Hi, I am Kirsten Winkler and this is German Hacks.
Last week on German Hacks we talked about past tense and that in spoken German we can forget about two of the three past tenses, Präteritum and Plusquamperfekt, and instead concentrate our efforts on learning how to use the Perfekt well.
Perfekt, once again, is a compound tense which means you need an auxiliary, namely ‘sein or ‘haben’ which we have to conjugate in the Präsens (present tense) depending on our personal pronouns and then combine it with the Partizip Perfekt (past participle or third form) of our main verb.
But how do we actually decide which of the two auxiliaries we have to use when?
Well, of course you could simply google it or look it up in a dictionary as in good dictionaries it’s usually indicated how the different verbs from their Perfekt. That’s not what I call hacking German though, it’s laziness and not very smart.
Let’s explore some other possibilities!
In general, the majority of verbs require that you use ‘haben’ when you want to use them in the Perfekt tense. This is quite handy, I reckon, as we can now concentrate on the exception to this general rule, thus the verbs that need ‘sein’ in the Perfekt.
There are basically two easy rules to follow.
Just one sentence for all you grammar geeks! Intransitive verbs or verbs used in an intransitive way require the auxiliary ‘sein’. OK and now for the rest of us, once again in simple language:
First rule of thumb is that all so called verbs of movement use ‘sein’ for their Perfekt forms. When you want to form a Perfekt, simply try to visualize if your verb expresses some kind of movement.

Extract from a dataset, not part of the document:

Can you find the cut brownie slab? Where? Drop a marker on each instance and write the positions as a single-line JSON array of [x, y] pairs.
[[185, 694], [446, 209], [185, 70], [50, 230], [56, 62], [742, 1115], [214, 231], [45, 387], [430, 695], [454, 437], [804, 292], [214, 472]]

Classic example are ‘gehen’(to go), ‘rennen’ (to run) or ‘fahren’ (to drive).
The second rule is that you also need to use ‘sein’ with verbs that express a change in state or condition. Think of verbs like ‘einschlafen’ (to fall asleep) or ‘schmelzen’ (to melt). Perhaps ironically the verb that expresses ‘to stay’, in German that’s ‘bleiben’ also forms its Perfekt with ‘sein’! But generally spoken, this rule like no.1 is also pretty accurate.
The auxiliaries however are special cases, so I’m simply going to tell you how these form their Perfekt forms: ‘sein’ forms with sein, for instance “Sie ist in München gewesen”/ she was in Munich; ‘haben’ forms its Perfekt with haben, like in “Wir haben immer viel Spass mit Bettina und Markus gehabt” / We’ve always had so much fun with Bettina and Markus; ‘werden’ forms its Perfekt with sein: Die Zwillinge sind drei Jahre alt geworden / The twins turned three.
As German Hacks is designed to be hands-on, now, it’s practise time! Try it out with the following verbs: verschwinden (to vanish, disappear), sterben (to die), kochen (to cook), suchen (to search, look for), and ask yourself whether they express a movement or a change of state or mind and post your answers and the conjugated forms in the comment section!
In the next episode we will leave German grammar a bit behind and hack German stereotypes instead. We’ll go beyond Bier, Bavaria and Lederhosen. Until then Tschüss, bye bye!